Chip Makers Embrace Co-Processors, Again
October 2, 2006 Timothy Prickett Morgan
If chip makers could put enough transistors on a chip, you could bet that by now they would have hard coded operating systems, middleware, and applications onto their circuits. Perhaps someday we will see such a feat, but in the meantime, the current crop of chip makers are looking to move beyond the familiar central processors with their cache hierarchies and memory and I/O buses to do what might be called asymmetric processing.
The idea of using a co-processor, which does specific tasks and coordinates work with a central processor is far from new. The most famous early co-processor was probably the Intel 8087, which was a floating point math unit that plugged into a socket beside a general purpose 8088 processor, like those used in early PCs. The 8088 could emulate floating point math in software, and did in the absence of the 8087 unit. But when the 8088 saw that it had an 8087 math unit, it gladly offloaded that work, and did other tasks. The result was a machine that was substantially faster.
In time, of course, math units have been integrated into general purpose processors, much as L1 cache and L2 cache have been and, in some cases, as have main memory controllers, peripheral interfaces, and other external circuits that used to be on a motherboard or in a chip package. With the 80486, Intel moved the math unit inside all of its processors; ditto with Motorola and the 68040. By the early 1990s, math was no longer an option, with so many calculations being performed to create graphical user interfaces.

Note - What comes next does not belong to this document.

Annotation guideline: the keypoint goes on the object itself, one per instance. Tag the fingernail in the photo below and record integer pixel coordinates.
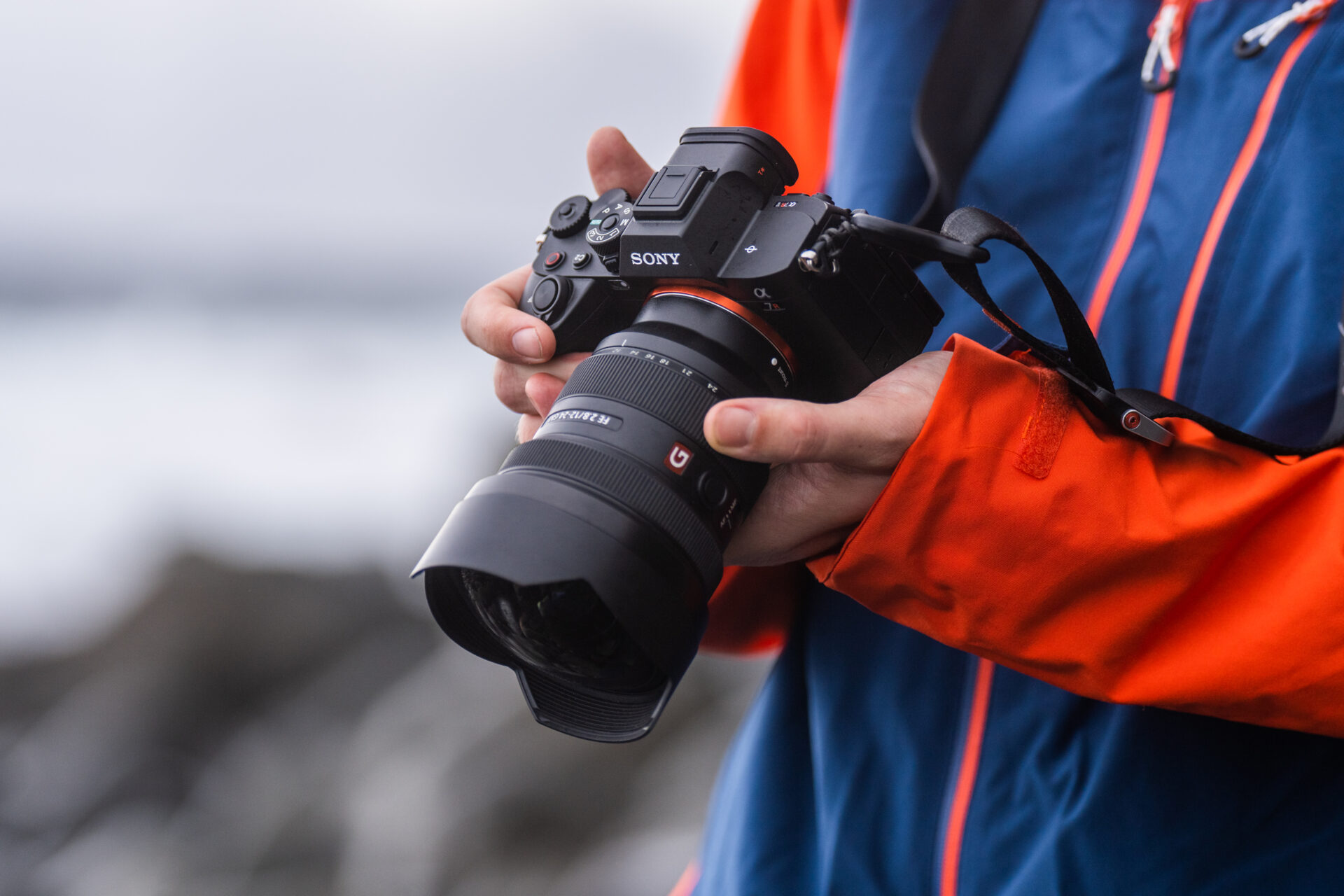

High speed interconnection schemes, high volume chip manufacturing, and high density chip making processes are all making it possible for a new breed of co-processors to come into being. It might seem that with billions of transistors on a chip, the need for a co-processor would be greatly diminished. Anything on an external circuit can be, in theory, moved onto the processor chip, including TCP/IP, database, and other kinds of acceleration as well as encryption/decryption units, and so forth. But throwing in the kitchen sink on a general purpose processor, covering all possible scenarios, is a foolish waste of chip factory yields and chip real estate. In many ways, having few different types of general purpose processor complexes–with their caches and memory controllers–that tightly couple to external co-processors is a better idea. This way, customers add the functionality to their machines as they need it.
Rather than try to fight this, chip makers such as Intel and Advanced Micro Devices are working to make it easier for companies that engineer new kinds of co-processors to hook into the systems that are based on their respective Xeon, Itanium, and Opteron processors.
For AMD, everything comes back to the HyperTransport interconnect, which is used to link Opteron processors to their main memory and I/O buses. AMD’s Torrenza initiative, created earlier this year, is more fully opening up the HyperTransport specification (which has been licensed by most of the big server makers). This will foster a whole new breed of co-processors for the Opteron architecture–or so AMD is hoping.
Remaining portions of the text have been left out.